Nah. Doesn’t work for me, either.

In doing the research, however, I stumbled across this picture:


Now, you may not be a sailor – lord knows I am not one – but you have to admit, that is one romantic image.

She surges along, all five sails drawing, heading off on the adventure of a lifetime.

Oh, to be aboard that magical ship!

Except she’s rollng over the waves – you can see how far she’s leaned over to starboard by the water mark up her side.

Except she’s cold and damp inside, and smells like the garbage-strewn, urine-laced water that’s in her bilges and the stench of unwashed men.
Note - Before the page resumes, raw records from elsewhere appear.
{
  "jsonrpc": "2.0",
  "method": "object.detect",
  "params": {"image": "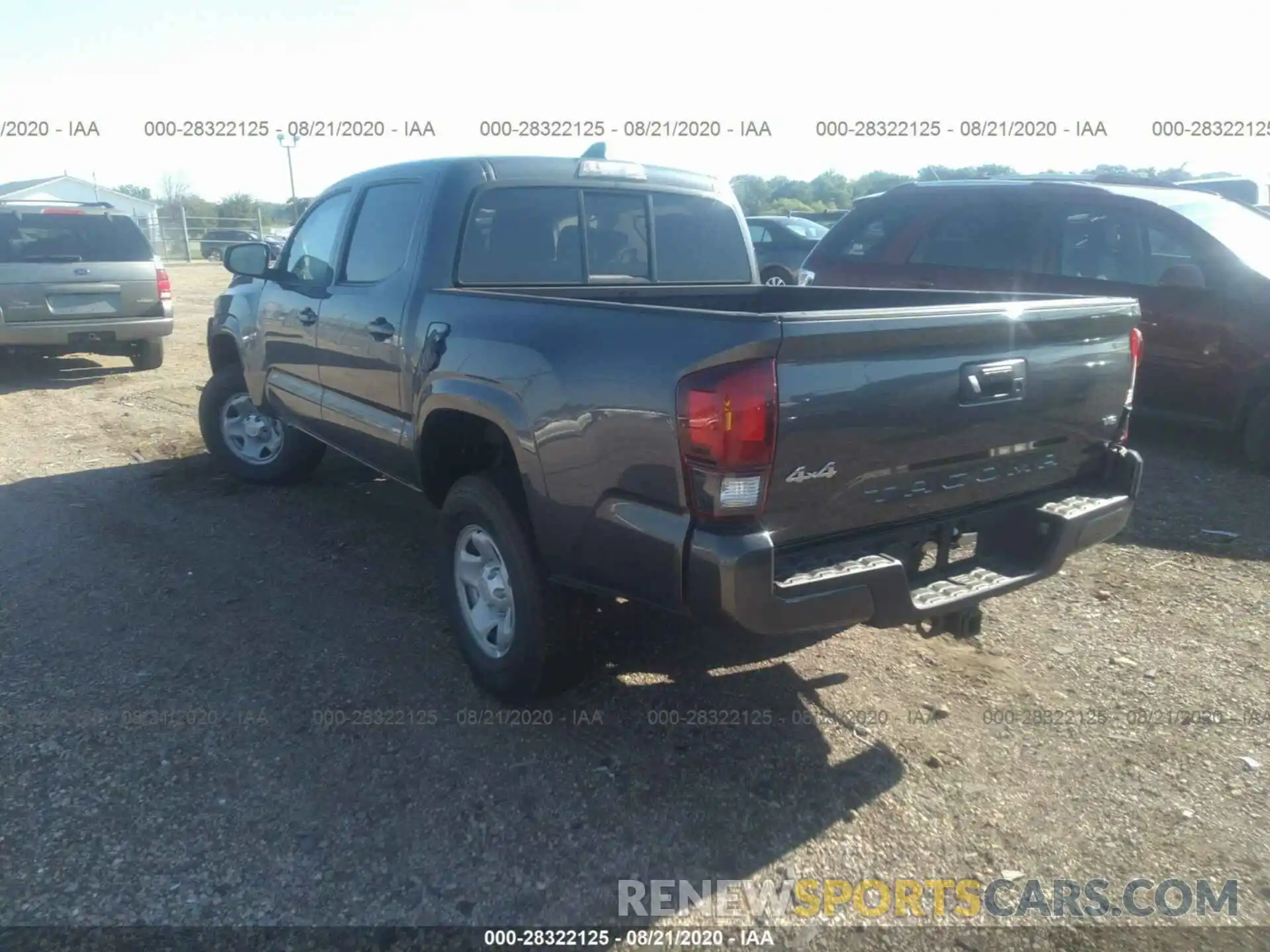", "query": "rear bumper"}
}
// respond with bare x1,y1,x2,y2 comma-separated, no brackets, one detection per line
686,448,1142,635
0,315,174,353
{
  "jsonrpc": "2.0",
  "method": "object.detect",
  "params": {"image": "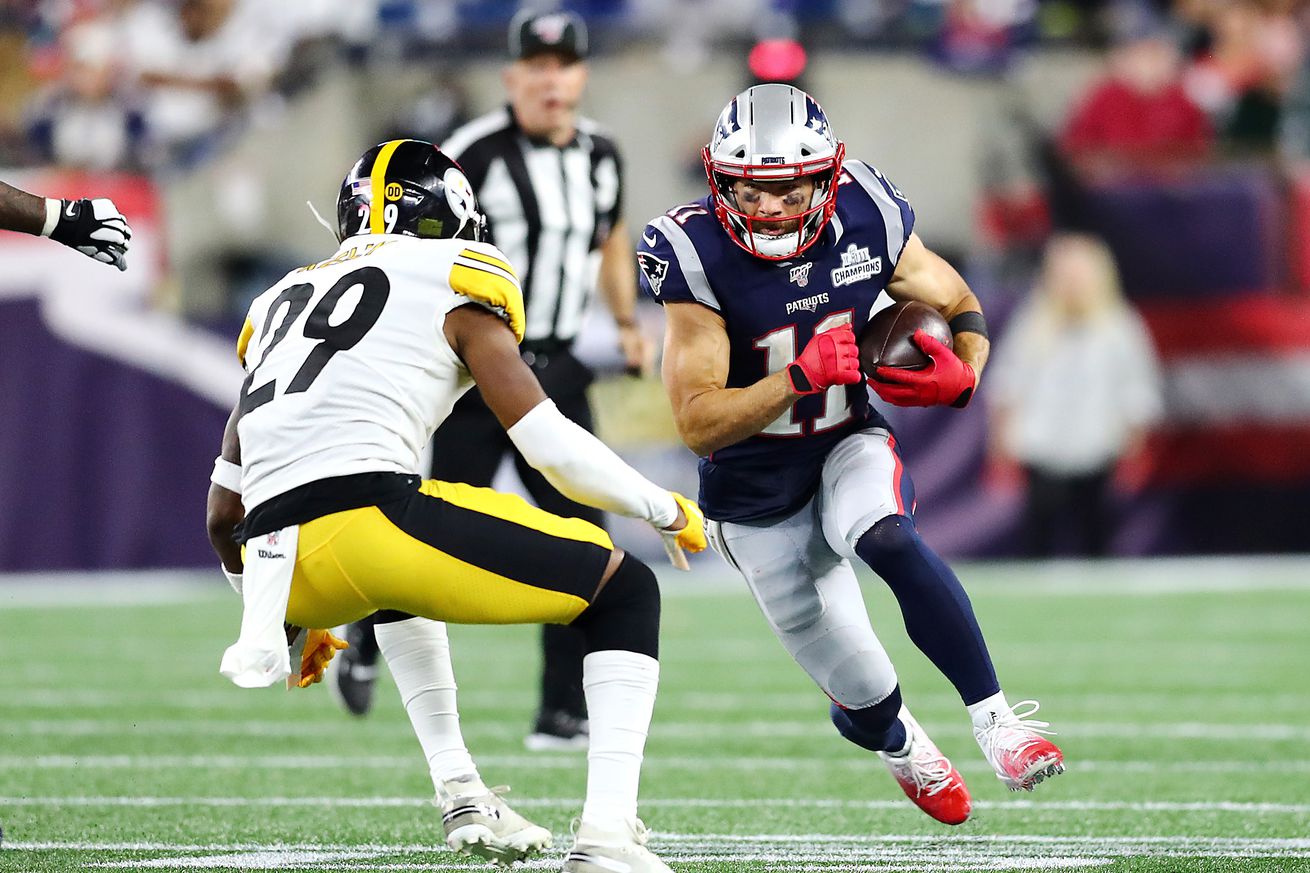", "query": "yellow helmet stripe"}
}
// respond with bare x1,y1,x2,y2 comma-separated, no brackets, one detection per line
237,319,254,367
460,249,519,279
368,139,410,233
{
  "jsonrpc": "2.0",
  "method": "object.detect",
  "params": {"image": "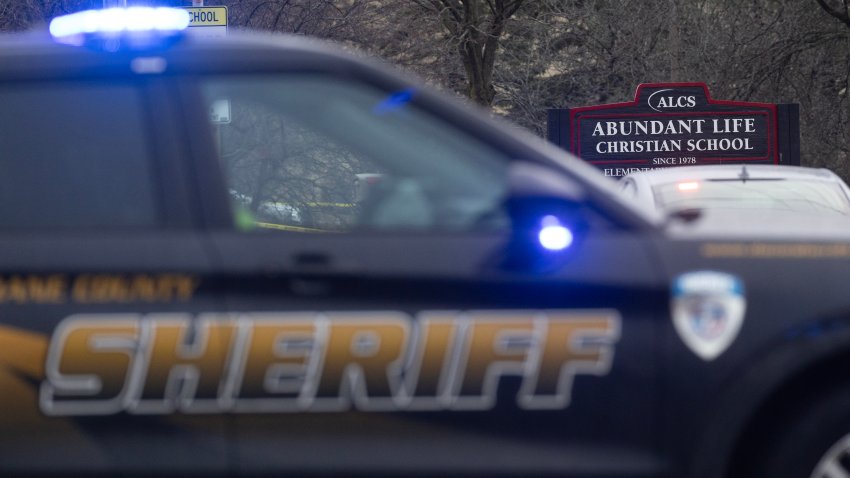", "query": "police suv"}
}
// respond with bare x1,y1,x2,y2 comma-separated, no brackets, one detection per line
0,7,850,477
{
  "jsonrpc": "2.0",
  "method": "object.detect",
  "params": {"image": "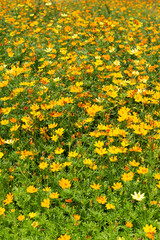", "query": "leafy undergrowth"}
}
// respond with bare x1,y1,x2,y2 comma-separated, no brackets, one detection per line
0,0,160,240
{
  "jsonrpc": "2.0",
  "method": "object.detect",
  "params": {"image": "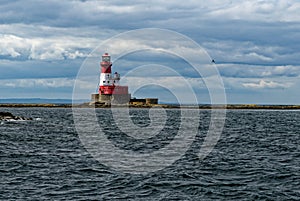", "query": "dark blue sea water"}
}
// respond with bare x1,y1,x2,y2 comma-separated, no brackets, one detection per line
0,108,300,200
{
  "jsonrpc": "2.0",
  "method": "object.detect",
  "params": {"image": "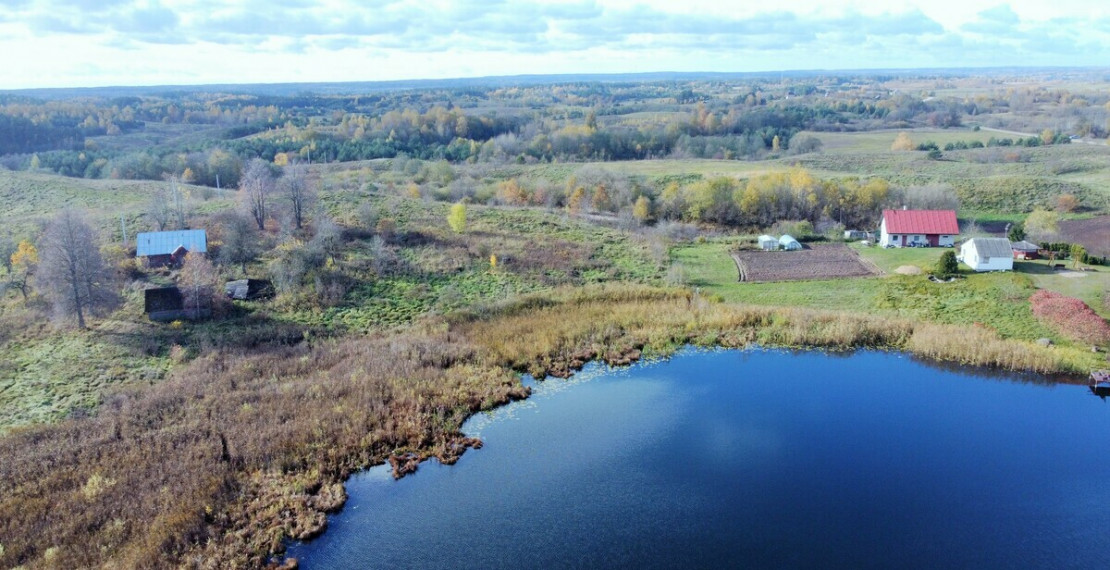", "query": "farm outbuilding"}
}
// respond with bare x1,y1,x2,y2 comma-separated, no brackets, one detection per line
1010,240,1040,259
223,279,274,301
958,237,1013,272
143,287,212,322
135,230,208,267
And those clouds ahead can only mean one thing, and that won’t be pleasant.

Rough seas pounding over the bows, sluicing down the decks and finding every open seam to rain icy seawater onto the poor sailormen huddled below.

Howling wind shrieking through the rigging and trying to pull that poor fellow at the tiller over the side. The wind is so cold and the water so pervasive he thinks that might not be such a bad idea.

She rides the waves like a cork – the man at the tiller knows to keep her stern into the wind or she’ll roll like a bottle. But that means her bows rise far up the  back of the waves and then dive deep into the troughs and you wonder to yourself if that green water coming over the foc’sl is gonna do for you this time.

And it’s dark – not a light in that black sky to give a glimmer of hope that you’ll see the sun come up. Oh, there’s a candle lantern below deck, but the feeble light only shows the faces of your shipmates – some frightened, some hiding it.

The only light on deck is the little candle in the binnacle, illuminating the compass rose. By that steers the tiller man, west always, and by that lies your hope of surviving this storm.

And maybe you’re the captain, taking your place next to the tiller man.

Shaking your head like a dog to dash the sea water from your eyes, you strain your eyes into the inky night to see the next wave, maybe calling to the tiller man to steer port a touch.  But you must bellow over the wind’s howl.

And you are tired – so, so tired of the wind and the water and the constant motion and the responsibility for all these lives.

And still she thunders on, surging up this hill, plugging down that one.

Well, gee, mister. When you put it like that, maybe a fella might do better to sit at home and just write a book about it!